Consider this simple pytensor function, which should fetch data from a shared variable using an index range specified by input integer values. Note that ‘train_data’ and ‘input_pp’ are shared variables.
The purpose is to avoid data transfers, as the shared variables reside on the GPU
and this function efficiently fetches a subset of the data from ‘train_data’ → ‘input_pp’
I looked deeper and it appears that in:
pytensor/link/jax/dispatch/subtensor.py
the function
subtensor_assert_indices_jax_compatible()
wants ALL slice parameters to be constant, not just the start index.
I wonder if that could be fixed?
def subtensor_assert_indices_jax_compatible(node, idx_list):
from pytensor.graph.basic import Constant
from pytensor.tensor.var import TensorVariable
ilist = indices_from_subtensor(node.inputs[1:], idx_list)
for idx in ilist:
if isinstance(idx, TensorVariable):
if idx.type.dtype == "bool":
raise NotImplementedError(BOOLEAN_MASK_ERROR)
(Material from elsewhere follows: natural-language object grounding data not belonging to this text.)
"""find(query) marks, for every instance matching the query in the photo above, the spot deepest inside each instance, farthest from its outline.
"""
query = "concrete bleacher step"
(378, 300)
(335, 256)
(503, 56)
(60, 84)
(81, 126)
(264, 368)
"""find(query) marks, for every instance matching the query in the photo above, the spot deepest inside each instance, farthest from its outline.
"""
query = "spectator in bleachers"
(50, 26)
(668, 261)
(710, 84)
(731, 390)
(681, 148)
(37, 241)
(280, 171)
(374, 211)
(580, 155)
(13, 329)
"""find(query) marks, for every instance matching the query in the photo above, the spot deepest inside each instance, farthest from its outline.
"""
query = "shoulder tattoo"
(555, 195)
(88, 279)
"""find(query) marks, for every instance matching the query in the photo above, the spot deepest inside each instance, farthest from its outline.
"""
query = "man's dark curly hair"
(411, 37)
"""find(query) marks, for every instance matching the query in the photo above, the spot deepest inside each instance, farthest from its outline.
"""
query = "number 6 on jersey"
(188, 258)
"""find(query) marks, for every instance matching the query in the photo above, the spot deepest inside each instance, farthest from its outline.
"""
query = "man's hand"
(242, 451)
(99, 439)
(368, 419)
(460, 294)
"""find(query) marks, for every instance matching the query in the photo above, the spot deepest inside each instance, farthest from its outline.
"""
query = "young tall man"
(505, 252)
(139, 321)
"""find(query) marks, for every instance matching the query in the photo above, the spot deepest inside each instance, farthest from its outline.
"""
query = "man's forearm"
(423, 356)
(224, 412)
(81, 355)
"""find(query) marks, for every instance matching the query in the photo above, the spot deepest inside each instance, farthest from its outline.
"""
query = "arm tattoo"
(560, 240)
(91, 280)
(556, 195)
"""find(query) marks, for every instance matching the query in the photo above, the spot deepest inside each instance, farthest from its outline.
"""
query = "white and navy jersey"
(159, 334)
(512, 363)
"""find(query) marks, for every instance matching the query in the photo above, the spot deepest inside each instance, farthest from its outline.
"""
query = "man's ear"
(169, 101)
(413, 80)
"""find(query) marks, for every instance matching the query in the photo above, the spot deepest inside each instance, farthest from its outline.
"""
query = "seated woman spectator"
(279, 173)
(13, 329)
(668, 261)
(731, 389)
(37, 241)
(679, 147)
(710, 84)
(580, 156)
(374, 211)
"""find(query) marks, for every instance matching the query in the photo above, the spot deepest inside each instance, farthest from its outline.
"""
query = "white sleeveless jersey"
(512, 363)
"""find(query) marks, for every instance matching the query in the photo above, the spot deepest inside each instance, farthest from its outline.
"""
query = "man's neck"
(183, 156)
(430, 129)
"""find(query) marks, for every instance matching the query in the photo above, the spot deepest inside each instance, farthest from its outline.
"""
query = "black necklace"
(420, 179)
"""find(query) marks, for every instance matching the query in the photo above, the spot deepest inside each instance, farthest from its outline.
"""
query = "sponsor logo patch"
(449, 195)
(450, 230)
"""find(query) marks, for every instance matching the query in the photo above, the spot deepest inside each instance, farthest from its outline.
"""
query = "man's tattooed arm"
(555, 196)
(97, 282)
elif isinstance(idx, slice):
for slice_arg in (idx.start, idx.stop, idx.step):
if slice_arg is not None and not isinstance(slice_arg, Constant):
I removed the check, and my first attempt seemed to fail. Not sure if this has
to do with the dynamic start index, but I gog the error:
fpbn failed Array slice indices must have static start/stop/step to be used with NumPy indexing syntax. Found slice(Traced<ShapedArray(int32)>with<DynamicJaxprTrace(level=1/0)>, Traced<ShapedArray(int32)>with<DynamicJaxprTrace(level=1/0)>, None). To index a statically sized array at a dynamic position, try lax.dynamic_slice/dynamic_update_slice (JAX does not support dynamically sized arrays within JIT compiled functions).
Apply node that caused the error: DeepCopyOp(TensorConstant{0})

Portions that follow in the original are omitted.